Poza przyczynami wspomnianymi już w przypadku nauk humanistycznych, czyli niedoceniania przez zespoły ekspertów ogromnego zróżnicowania współczynników bibliometrycznych, nawet w ramach tej samej formalnie dyscypliny (dobry naukowiec zajmujący się elektroniką na poziomie układowym może mieć kilka razy mniejszy współczynnik Hirscha niż dobry fizyk badający struktury półprzewodnikowe stosowane w elektronice), są i przyczyny głębsze. Jedną z nich jest zróżnicowanie poglądów na temat tego, czym są badania podstawowe w naukach technicznych. Niestety w 24-osobowej Radzie NCN jest obecnie tylko dwóch inżynierów i mam wrażenie, że ich głos jest słabo słyszalny. Również wśród piątki koordynatorów dyscyplin wspierających zespoły ekspertów w obszarze nauk ścisłych i technicznych jest tylko jeden inżynier. Silny jest także pogląd, że badania w obszarze techniki mogą być finansowane przez Narodowe Centrum Badań i Rozwoju, i stąd rola NCN w tym zakresie powinna być ograniczona. Łatwo jednak zauważyć, że NCBR nie finansuje praktycznie badań podstawowych, a raczej projekty kończące się bardzo konkretnymi wynikami aplikacyjnymi i to realizowanymi we współpracy z gospodarką. Luki tej nie wypełnia też wspólny konkurs NCBR i NCN pod nazwą TANGO, który finansuje projekty typu proof-of-concept, zakładające wdrażanie w praktyce gospodarczej i społecznej wyników uzyskanych w rezultacie badań podstawowych.

Sens priorytetów

W moim artykule pt. Czy polska nauka może dogonić świat? (FA 10/2015) sugerowałem ustalenie przez Radę NCN priorytetów finansowania, do czego zobowiązuje ją ustawa. Tego typu podejście mogłoby złagodzić problemy opisane powyżej. W rzeczowej polemice z tą sugestią prof. Tadeusz Holak, chemik z Uniwersytetu Jagiellońskiego (FA 12/2015), przedstawia argumenty przeciwko takiemu działaniu, twierdząc, że finansowanie badań priorytetowych odpowiada w dużej mierze za słabe w stosunku do nakładów wyniki uzyskiwane na przykład przez naukowców w Niemczech. Przeciwstawia temu podejściu działania amerykańskich: Narodowej Fundacji Nauki (NSF) oraz Narodowych Instytutów Zdrowia (NIH), chociaż sam przyznaje, że NSF i NIH znaczną część środków przeznaczają na finansowanie konkretnych tematów, ważnych z punktu widzenia Stanów Zjednoczonych. Widać wyraźnie, że sprawa nie jest jednoznaczna i warta przemyślenia nie tylko w kontekście działań NCN, lecz także finansowania oferowanego przez NCBR oraz programy ministerialne.

Co można zrobić?

Jak to często bywa, nie ma łatwych rozwiązań opisanych w artykule problemów. Zapewne jedną z recept jest przede wszystkim długa i systematyczna praca, mająca doprowadzić do tego, by po pierwsze problemy skutecznie zidentyfikować, a następnie doskonalić system oceny wniosków przez dobór właściwych ekspertów, którzy rzetelnie ocenią propozycje badawcze, biorąc pod uwagę wielowymiarowość procesu oceny. Kłania się tu także bezwzględne przestrzeganie zasad etycznych, z czym nie zawsze jest dobrze w naszym środowisku naukowym, które nie potrafi eliminować ze swego grona osób naruszających takie zasady. Oczywiście sam NCN nie jest w stanie dokonać naprawy w tym zakresie – ważną rolę mają tu do odegrania także korporacje uczonych PAN i PAU oraz ruchy społeczne, takie jak na przykład Obywatele Nauki.
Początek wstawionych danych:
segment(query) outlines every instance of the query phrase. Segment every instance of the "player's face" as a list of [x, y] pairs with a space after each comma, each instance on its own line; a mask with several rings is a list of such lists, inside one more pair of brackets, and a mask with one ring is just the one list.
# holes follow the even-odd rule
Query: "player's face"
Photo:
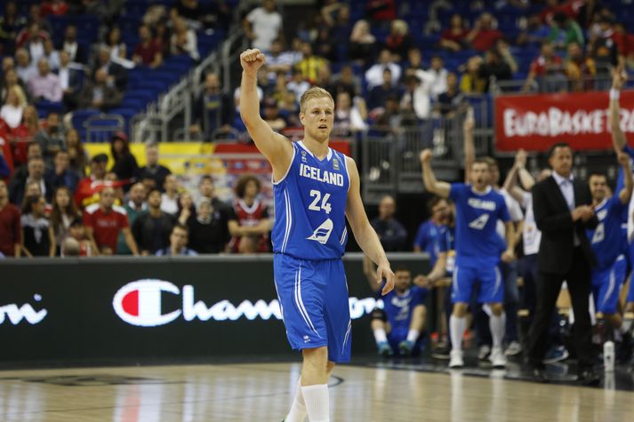
[[473, 185], [477, 189], [484, 189], [489, 184], [489, 180], [491, 179], [489, 166], [486, 163], [474, 163], [473, 165], [471, 165], [471, 171], [469, 171], [469, 179], [471, 185]]
[[398, 291], [405, 291], [412, 283], [412, 274], [409, 271], [397, 271], [397, 283], [395, 288]]
[[607, 195], [607, 180], [605, 176], [593, 175], [588, 182], [592, 199], [598, 203], [603, 201]]
[[328, 140], [334, 120], [334, 104], [328, 97], [313, 98], [306, 101], [300, 120], [307, 137], [319, 142]]

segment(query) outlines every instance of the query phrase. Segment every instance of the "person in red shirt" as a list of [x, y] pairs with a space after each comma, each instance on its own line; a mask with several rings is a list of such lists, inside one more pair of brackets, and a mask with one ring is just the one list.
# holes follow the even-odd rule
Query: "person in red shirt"
[[233, 203], [237, 219], [229, 221], [229, 230], [233, 236], [229, 248], [233, 253], [269, 251], [271, 221], [267, 206], [258, 200], [260, 189], [260, 180], [255, 176], [246, 175], [237, 180], [237, 198]]
[[494, 17], [491, 13], [482, 13], [476, 20], [473, 29], [466, 37], [468, 43], [477, 52], [486, 52], [495, 45], [497, 40], [502, 37], [502, 32], [493, 28]]
[[100, 193], [99, 203], [88, 206], [84, 212], [84, 224], [88, 237], [94, 242], [102, 255], [116, 253], [116, 239], [123, 233], [132, 255], [138, 256], [125, 209], [115, 205], [115, 189], [107, 186]]
[[20, 258], [21, 232], [20, 210], [9, 203], [9, 189], [0, 179], [0, 255]]

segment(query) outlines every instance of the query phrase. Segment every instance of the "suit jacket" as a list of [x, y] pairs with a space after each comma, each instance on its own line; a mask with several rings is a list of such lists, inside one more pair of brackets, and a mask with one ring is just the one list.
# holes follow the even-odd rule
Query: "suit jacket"
[[[575, 207], [592, 203], [585, 180], [575, 178], [573, 189]], [[565, 275], [570, 271], [574, 247], [574, 233], [576, 233], [589, 266], [596, 265], [597, 259], [585, 229], [596, 227], [598, 220], [595, 216], [585, 223], [581, 220], [573, 222], [566, 198], [552, 176], [533, 187], [533, 211], [537, 227], [542, 230], [542, 243], [537, 255], [540, 272]]]

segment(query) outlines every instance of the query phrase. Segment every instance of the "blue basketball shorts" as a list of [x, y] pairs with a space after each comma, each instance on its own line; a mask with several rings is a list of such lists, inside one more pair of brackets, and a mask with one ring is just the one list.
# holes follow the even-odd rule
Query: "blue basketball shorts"
[[456, 267], [452, 281], [452, 302], [469, 303], [473, 287], [479, 284], [478, 303], [502, 303], [504, 285], [497, 266]]
[[329, 361], [349, 362], [352, 325], [341, 259], [300, 259], [276, 253], [273, 275], [291, 346], [326, 346]]
[[625, 281], [626, 269], [627, 261], [621, 256], [607, 268], [592, 270], [592, 296], [597, 312], [603, 314], [616, 312], [619, 292]]

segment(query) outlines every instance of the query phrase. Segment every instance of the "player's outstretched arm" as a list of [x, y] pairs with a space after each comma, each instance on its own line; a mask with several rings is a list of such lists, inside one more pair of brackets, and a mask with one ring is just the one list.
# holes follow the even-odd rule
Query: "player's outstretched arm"
[[389, 261], [385, 255], [385, 251], [381, 244], [379, 236], [370, 225], [365, 214], [365, 209], [361, 201], [359, 171], [352, 158], [346, 157], [348, 173], [350, 178], [350, 188], [348, 191], [348, 204], [346, 206], [346, 217], [350, 223], [350, 228], [365, 255], [377, 265], [376, 283], [381, 285], [385, 279], [385, 286], [381, 291], [382, 295], [386, 295], [394, 289], [394, 273], [389, 267]]
[[425, 189], [432, 194], [436, 194], [444, 198], [449, 197], [451, 185], [447, 182], [441, 182], [436, 179], [434, 170], [431, 168], [431, 149], [423, 149], [421, 152], [421, 165], [422, 166], [422, 183]]
[[273, 131], [260, 115], [257, 75], [265, 61], [264, 54], [256, 48], [240, 54], [240, 117], [255, 146], [273, 166], [273, 178], [279, 180], [291, 165], [293, 146], [287, 138]]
Trzeba też pamiętać, że wnioskowanie na podstawie przykładów, którym się w tym artykule posłużyłem, bywa zawodne i dlatego, moim zdaniem, w NCN powinny być podjęte poważne prace analityczne, oparte również na niedostępnych szerzej informacjach (brak tej dostępności jest zresztą całkowicie uzasadniony) na temat zgłoszonych projektów, które nie uzyskały finansowania, a także dotyczących doboru ekspertów w zespołach oceniających i recenzentów zewnętrznych. W związku z tym szkoda, że zespół ds. analiz i ewaluacji w NCN utracił w ubiegłym roku swojego bardzo kompetentnego kierownika i został ograniczony tylko do jednej osoby. Wyniki wspomnianych analiz powinny być przedmiotem pogłębionych dyskusji i działań w ramach Rady NCN, która, mam takie wrażenie, koncentruje się na sprawach wkraczających w zakres bieżącego zarządzania instytucją, co jest prerogatywą dyrektora, zamiast zajęcia się sprawami strategicznymi. Skutkuje to niestety „biegunką” ciągłych zmian w warunkach konkursów, stanowiąc dużą niedogodność dla naukowców, a także zatrudniających ich instytucji naukowych, a przede wszystkim stanowiąc poważne obciążenie ciągłymi zmianami i tak przeciążonych pracowników NCN. Cierpią na tym inne zadania, jak na przykład rozliczanie projektów już zakończonych.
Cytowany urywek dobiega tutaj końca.